“I’ve got a feeling…that tonight’s gonna be a good night….”
We lay in bed rocking out to the music that floated through our open window. From outside the celebratory sounds of a wedding party crashed the night.
It was one year ago today that I was honored and lucky enough to attend the most fantastic wedding in my life. No, not my own, but a friend’s wedding in Italy. Every detail, from the ceremony in an ancient church, to the fireworks that lit the sky over the medieval castle where the reception was held, was perfect.
But not all weddings go so smoothly. Some are unlucky, some were badly planned, and some were never meant to be. We’ve probably all attended at least one wedding where something major went wrong. And even my friend’s wedding in Italy had a couple of stumbles; the bus that couldn’t squeeze down the narrow, country road to the castle…. Or the train on the wedding dress that tripped the bride and groom as they did their first dance. But little issues like these are what make what would otherwise be too choreographed become real; human.

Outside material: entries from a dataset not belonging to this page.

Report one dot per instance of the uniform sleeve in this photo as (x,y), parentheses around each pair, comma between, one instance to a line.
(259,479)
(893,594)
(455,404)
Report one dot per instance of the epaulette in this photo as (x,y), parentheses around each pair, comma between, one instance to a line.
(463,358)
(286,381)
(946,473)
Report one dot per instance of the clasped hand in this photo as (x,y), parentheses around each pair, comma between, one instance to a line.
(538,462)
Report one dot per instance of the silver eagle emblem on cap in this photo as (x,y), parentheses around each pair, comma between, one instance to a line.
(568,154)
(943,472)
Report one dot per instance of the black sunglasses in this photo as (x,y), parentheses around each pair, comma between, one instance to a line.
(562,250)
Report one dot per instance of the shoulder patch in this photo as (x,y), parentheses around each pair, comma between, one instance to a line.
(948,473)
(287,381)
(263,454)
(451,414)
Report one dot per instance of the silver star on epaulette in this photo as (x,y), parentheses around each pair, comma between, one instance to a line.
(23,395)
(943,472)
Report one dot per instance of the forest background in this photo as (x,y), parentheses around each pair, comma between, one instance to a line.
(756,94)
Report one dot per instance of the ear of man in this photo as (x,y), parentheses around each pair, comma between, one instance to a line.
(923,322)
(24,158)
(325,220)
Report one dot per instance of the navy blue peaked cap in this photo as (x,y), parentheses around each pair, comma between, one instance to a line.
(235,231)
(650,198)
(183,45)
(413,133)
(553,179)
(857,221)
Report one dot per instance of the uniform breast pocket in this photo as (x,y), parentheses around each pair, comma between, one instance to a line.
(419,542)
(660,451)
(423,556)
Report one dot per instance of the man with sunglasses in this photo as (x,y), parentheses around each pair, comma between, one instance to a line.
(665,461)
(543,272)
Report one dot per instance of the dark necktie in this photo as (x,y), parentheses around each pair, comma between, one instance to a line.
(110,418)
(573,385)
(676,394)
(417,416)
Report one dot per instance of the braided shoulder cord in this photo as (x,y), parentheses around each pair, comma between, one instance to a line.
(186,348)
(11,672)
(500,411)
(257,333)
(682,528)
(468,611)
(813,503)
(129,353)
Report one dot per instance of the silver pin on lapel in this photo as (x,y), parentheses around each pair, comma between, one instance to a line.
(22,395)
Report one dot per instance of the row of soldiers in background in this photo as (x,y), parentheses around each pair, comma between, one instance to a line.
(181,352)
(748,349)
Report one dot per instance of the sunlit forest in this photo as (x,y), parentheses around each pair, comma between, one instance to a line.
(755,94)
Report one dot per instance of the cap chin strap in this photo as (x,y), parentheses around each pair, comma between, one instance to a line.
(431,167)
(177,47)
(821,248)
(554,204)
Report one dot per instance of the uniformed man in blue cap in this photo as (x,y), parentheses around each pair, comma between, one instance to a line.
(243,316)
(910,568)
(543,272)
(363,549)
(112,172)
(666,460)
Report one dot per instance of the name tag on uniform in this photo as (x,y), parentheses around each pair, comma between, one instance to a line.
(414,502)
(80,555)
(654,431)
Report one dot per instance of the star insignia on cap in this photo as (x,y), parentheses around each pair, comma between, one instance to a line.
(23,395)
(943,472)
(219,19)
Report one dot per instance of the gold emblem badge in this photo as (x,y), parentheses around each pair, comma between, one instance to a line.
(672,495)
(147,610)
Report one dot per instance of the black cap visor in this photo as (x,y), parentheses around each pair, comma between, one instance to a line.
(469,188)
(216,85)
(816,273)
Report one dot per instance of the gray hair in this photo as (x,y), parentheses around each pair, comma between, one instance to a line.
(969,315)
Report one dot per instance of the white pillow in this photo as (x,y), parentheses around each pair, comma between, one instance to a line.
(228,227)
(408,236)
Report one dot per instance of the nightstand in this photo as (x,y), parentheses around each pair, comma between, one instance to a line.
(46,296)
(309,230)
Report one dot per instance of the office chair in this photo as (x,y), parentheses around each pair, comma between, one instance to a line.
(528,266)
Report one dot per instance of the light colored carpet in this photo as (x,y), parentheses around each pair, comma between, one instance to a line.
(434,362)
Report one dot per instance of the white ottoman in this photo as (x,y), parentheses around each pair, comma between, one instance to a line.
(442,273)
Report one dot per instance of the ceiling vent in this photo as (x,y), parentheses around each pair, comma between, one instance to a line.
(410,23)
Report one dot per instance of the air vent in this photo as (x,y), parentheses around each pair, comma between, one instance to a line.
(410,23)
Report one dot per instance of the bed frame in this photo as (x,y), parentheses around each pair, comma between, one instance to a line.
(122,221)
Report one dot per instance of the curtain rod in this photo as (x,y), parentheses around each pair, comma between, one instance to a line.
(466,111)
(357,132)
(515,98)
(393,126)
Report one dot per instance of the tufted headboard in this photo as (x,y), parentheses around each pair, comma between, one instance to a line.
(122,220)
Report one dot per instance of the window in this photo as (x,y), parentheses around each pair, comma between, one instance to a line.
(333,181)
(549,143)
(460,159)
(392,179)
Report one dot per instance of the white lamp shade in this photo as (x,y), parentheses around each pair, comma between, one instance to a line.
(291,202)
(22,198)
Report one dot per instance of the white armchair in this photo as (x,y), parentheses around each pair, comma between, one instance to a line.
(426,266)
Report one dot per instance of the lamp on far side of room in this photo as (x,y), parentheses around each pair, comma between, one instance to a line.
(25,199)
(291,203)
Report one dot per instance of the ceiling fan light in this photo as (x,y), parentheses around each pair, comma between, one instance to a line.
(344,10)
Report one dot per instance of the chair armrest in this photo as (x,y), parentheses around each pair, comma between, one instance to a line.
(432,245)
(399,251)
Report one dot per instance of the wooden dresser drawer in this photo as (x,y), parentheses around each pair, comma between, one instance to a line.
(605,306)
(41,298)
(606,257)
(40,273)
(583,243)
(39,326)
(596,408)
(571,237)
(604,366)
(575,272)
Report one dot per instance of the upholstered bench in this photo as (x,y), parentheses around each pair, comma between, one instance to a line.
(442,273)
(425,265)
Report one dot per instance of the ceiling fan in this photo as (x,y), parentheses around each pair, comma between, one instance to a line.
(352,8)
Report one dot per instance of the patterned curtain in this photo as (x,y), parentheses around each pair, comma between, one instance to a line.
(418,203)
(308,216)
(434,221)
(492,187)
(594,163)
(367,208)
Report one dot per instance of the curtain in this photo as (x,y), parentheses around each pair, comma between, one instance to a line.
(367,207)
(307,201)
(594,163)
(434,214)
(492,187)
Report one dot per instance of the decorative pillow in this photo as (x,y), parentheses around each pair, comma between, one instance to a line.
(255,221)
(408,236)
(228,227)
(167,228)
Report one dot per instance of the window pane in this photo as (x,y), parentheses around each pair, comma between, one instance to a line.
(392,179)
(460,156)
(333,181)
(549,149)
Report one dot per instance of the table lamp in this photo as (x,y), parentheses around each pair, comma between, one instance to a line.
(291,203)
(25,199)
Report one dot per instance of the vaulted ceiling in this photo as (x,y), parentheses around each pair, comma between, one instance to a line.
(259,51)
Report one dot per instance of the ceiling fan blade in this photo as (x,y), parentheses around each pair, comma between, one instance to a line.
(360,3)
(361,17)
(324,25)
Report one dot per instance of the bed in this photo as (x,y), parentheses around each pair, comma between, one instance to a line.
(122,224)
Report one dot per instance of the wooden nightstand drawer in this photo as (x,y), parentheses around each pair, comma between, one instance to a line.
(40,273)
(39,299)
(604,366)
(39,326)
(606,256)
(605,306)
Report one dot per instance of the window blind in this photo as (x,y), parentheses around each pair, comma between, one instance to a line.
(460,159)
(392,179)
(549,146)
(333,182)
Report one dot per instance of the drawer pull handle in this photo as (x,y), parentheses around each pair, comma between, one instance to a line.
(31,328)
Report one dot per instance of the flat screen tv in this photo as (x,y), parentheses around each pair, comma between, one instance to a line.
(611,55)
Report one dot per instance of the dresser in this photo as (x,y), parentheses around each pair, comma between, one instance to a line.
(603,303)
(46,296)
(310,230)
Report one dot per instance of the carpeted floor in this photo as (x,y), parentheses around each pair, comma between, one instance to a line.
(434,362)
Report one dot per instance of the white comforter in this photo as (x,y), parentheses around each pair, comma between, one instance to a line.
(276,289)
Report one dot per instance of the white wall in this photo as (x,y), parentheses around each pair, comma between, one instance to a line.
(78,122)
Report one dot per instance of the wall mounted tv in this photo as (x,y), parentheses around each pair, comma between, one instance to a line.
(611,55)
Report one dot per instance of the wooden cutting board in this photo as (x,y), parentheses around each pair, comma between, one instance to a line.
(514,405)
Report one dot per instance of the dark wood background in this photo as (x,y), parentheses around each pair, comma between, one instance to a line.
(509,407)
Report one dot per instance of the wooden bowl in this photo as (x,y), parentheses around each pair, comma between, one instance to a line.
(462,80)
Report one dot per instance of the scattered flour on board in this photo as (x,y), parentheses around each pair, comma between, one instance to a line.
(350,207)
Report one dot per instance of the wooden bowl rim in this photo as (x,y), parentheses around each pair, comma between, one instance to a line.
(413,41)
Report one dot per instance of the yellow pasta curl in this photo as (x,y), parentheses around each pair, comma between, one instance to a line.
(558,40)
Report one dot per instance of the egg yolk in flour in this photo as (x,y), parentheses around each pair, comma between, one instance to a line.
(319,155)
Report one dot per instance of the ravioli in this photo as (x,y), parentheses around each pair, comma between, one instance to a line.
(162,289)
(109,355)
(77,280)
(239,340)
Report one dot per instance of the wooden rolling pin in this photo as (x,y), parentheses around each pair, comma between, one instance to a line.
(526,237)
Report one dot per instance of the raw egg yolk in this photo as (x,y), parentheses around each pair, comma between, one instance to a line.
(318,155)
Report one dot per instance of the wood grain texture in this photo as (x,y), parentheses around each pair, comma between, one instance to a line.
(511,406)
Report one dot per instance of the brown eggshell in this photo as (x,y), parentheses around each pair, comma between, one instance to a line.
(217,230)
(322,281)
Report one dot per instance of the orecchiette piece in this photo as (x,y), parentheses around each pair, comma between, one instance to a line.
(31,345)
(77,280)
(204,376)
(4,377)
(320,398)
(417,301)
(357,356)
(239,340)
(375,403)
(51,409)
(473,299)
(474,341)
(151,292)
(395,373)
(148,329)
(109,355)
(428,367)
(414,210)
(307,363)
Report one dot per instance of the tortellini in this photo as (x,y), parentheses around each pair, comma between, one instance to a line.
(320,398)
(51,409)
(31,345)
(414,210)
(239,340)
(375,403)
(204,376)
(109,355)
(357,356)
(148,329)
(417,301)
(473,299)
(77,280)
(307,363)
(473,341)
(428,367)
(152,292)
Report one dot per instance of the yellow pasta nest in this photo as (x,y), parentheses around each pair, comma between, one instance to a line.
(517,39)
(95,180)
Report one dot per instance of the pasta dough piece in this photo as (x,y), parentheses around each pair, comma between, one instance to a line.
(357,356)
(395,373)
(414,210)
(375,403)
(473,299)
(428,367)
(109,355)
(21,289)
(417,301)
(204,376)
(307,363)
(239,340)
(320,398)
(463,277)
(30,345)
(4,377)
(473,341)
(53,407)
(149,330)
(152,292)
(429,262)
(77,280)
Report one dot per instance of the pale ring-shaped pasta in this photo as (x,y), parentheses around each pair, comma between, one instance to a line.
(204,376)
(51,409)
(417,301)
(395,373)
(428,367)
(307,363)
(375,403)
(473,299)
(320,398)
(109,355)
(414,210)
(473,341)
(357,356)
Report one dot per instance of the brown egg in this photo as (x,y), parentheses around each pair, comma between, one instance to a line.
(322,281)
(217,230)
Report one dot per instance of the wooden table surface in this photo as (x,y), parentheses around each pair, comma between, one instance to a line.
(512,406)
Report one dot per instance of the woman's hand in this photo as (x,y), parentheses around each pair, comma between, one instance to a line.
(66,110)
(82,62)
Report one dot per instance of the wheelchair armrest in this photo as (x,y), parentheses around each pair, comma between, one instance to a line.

I am thrilled that in November Soul Mate Publishing will be releasing the digital version of my story, UNTANGLING THE KNOT (check here for a little more info about it). I loved writing this story because it takes place around a wedding; one with its own share of problems. And what could be more fun than that… Well, other than possibly attending the rocking wedding party I heard this weekend!!!
My Friends, Steven and Melissa - outside
Fiesole Cathedral; July 30, 2011
It is hard to believe that one year ago I was making my way across the lovely Tuscan hillsides. I thought it would be a perfect time to re-post my blog from that time in case any of my followers did not get a chance to live my adventure vicariously yet. I hope you enjoy!
"It is made by my uncle......."
Apparently there is something about Tuscany that forces you to write lyrically.... It may be the wine, or perhaps the moments of beauty, but whatever the reason, I apologize for my change in tone. It can't be helped.
Images of San Quirico d'Orcia- A garden, hidden by a stone tunnel. Voices and the clinking of silverware on plates. It is obviously a trattoria.I walk through the town; a dark church where a white ceramic statue of the madonna floats in front of gauzy silver fabric. She glows like an apparition.
My parking ticket in Chianciano Terme put me off as I began my day, but now I have been put back together again.
A store is open past 1:30; it is a miracle. Inside, linens fill shelves, frames and ceramics are everywhere, but my eye is caught by a small pillow, Le Mamme sono angeli in incognito.
A wide grassy area in a park makes me wonder why? There are bleachers... perhaps sports? No, it is for music of course. Today, though, all is quiet, only ghosts crowd around me.
I am drawn back to the trattoria. A table for one? I ask in english. Of course signora, he says. The menu has English
translations... oh no! I have chosen wrong. How is it possible? The setting is perfect. A table under an awning, under a tree. A wisteria covered trellis. Everyone around me speaks Italian and smokes.
Wine? I am asked. Soft or hard? Old or new? Full bodied? Ah, this one, he says. I ask, where is it from. He tells me
Montepulciano...It is made by his uncle. All is forgiven... I have chosen right after all.
So this is what panzanella looks like. It has more bread than i thought - and cucumber for crunch. I take a picture but its essence is hidden in 'place'... this place.
Pici is a type of pasta from this area. It sounds like it should be small pieces of something but it is actually more like misformed spaghetti. With pecorino e pepe, it is as close as Italians might get to mac-n-cheese. All creamy and
white, the pepper stands out as the queen of the dish.
Now I am done. Should I linger or continue on my journey? The perfect contrast between the dark pink red of the
melon and the green of its' rind is compelling, but I think I will pass. A dark cloud is coming our way and I hope to find another place still today.
But no, not yet! First I meet Graciella and Guido as we wait to pay our bill. I take their picture and they take mine.
Guido is very interested in my time here. It is a good place for Americans to see, he says. Yes, they should come here. They are from Torrino, it is too built up he thinks. This is what a holiday should be.
The cloud has passed.... probably I will now chase it to Montalcino.
Have you been to Italy recently.... please share your stories here also so I can live vicariously through you.